Billy Corgan of Smashing Pumpkins is a man who has been around the block in the music industry. He knows as well as anyone, that the world of recording and selling music has seen a vast shift in the past decade. Labels, artists and music stores are all searching for answers to find ways to make music financially viable in the age of the free download.
Corgan has been pondering what these answers might be, especially from the perspective of the artist. In an interview at festival South by Southwest he offered thoughts on where the industry is getting it right and wrong, and how Facebook, Twitter and Spotify have transformed the landscape.
The ethics surrounding music are a fascinating minefield these days. In a culture growing accustomed to getting freebies, people are seemingly less likely to purchase a track and more likely to seek it out on a illegal download site. Gone are the days of everyone shelling out £15 for a CD. Now labels and artists are lucky to even get the 79 pence for a single MP3 sale. Would this climate have enabled bands like the Pumpkins to have broken through in the way they did in their early day?
As someone who has lived in this world, signed as a recording and touring artist with EMI in the States for almost a decade, I can say first-hand how deep the impact of this has been. I’ve watched as labels across the globe have had to make more and more staff redundant, as artists’ gig payments got smaller and smaller, and audiences who would have purchased CDs, t-shirts and other merchandise, suddenly rapidly reduced their spending. Album budgets for even house-hold name artists shrunk. Producers were offered a fraction of the budget they considered normal only a few years ago. Everyone is limping along, trying to find a giant solution for a giant time of transition.
Brian Solis, the interviewer, summed his ideas up as follows: “Corgan, who’s no stranger to controversy, believes that the music industry is currently structured to prevent artists from achieving the type of success his band enjoyed. In fact, Corgan doesn’t believe the Pumpkins could achieve the success they have, or anything close to it, if they debuted now.”

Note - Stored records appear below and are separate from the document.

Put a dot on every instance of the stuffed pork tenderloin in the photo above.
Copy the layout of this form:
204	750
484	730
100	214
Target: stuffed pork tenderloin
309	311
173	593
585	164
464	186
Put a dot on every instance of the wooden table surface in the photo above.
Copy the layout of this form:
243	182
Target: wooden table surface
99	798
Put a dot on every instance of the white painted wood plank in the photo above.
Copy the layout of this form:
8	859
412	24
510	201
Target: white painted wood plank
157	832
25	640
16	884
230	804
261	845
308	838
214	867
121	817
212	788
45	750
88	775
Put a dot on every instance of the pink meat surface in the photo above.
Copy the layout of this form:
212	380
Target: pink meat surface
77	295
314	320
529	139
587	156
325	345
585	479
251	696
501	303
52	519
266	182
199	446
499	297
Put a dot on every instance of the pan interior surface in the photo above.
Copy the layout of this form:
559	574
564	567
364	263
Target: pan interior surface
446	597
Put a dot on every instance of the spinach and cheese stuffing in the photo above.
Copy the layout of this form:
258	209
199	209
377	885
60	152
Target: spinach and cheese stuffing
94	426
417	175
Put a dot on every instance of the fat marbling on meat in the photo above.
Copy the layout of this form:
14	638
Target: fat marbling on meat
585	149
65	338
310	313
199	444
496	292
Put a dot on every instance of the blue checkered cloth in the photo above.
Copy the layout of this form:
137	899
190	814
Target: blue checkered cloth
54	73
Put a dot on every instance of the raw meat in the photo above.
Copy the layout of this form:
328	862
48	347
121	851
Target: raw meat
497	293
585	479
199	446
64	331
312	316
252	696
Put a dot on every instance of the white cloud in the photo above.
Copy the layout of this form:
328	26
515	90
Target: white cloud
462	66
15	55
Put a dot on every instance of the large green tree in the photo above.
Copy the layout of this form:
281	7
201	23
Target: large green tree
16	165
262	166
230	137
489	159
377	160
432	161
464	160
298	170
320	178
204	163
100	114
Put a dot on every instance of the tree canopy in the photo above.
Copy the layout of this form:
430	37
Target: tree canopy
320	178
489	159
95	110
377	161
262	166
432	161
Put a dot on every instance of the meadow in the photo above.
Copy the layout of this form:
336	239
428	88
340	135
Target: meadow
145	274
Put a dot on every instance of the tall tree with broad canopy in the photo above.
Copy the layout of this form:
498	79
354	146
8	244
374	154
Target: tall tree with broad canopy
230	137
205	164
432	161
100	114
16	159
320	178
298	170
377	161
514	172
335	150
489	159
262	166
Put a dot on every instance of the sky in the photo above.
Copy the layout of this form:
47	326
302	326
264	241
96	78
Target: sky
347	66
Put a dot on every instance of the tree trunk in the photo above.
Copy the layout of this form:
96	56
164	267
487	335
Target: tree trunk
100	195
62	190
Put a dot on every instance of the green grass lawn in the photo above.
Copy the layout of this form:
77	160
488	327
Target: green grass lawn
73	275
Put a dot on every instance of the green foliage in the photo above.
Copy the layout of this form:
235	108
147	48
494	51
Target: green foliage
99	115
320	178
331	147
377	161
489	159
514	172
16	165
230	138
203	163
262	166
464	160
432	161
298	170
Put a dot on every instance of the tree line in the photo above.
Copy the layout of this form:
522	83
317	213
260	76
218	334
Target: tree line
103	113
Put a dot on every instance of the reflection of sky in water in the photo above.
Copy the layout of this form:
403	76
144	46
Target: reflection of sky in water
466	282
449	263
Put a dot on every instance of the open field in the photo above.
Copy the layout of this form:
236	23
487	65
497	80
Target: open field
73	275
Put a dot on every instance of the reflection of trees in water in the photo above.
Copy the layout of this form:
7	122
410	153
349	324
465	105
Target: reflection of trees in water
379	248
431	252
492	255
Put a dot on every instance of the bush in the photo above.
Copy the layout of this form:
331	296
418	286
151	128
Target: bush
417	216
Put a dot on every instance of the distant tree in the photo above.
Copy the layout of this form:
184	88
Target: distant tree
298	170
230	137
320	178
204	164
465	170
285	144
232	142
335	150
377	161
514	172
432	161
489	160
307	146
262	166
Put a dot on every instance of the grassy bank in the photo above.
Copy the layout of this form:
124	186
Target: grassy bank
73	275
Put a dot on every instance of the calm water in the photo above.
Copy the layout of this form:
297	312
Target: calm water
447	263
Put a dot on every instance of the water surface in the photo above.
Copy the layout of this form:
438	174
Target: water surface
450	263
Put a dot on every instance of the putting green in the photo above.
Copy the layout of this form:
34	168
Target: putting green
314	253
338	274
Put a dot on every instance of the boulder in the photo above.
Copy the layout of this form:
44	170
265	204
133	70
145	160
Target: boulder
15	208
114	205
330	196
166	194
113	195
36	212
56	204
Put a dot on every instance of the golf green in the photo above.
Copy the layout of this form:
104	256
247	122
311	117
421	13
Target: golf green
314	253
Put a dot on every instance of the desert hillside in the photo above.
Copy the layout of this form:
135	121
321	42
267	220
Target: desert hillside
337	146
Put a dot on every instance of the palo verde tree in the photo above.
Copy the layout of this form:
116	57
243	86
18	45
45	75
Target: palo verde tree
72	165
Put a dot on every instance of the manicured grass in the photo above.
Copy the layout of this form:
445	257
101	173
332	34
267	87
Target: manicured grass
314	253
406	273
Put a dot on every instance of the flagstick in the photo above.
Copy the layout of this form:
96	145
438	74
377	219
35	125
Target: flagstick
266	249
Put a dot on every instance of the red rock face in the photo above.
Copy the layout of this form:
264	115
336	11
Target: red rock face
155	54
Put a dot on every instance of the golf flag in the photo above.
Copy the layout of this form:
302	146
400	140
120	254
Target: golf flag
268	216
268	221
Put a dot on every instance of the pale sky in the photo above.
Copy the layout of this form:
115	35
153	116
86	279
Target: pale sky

The interview is below [there's an annoying 20 second advert at the start, but it's worth waiting for]:
Do you feel like music should be given away free, via services like Spotify or illegal streaming? What is the future of the music industry and how can it recover from the blows of illegal downloads and a freebie culture? These are crucial questions for us to ask if we want to make life and art viable for musicians in the future.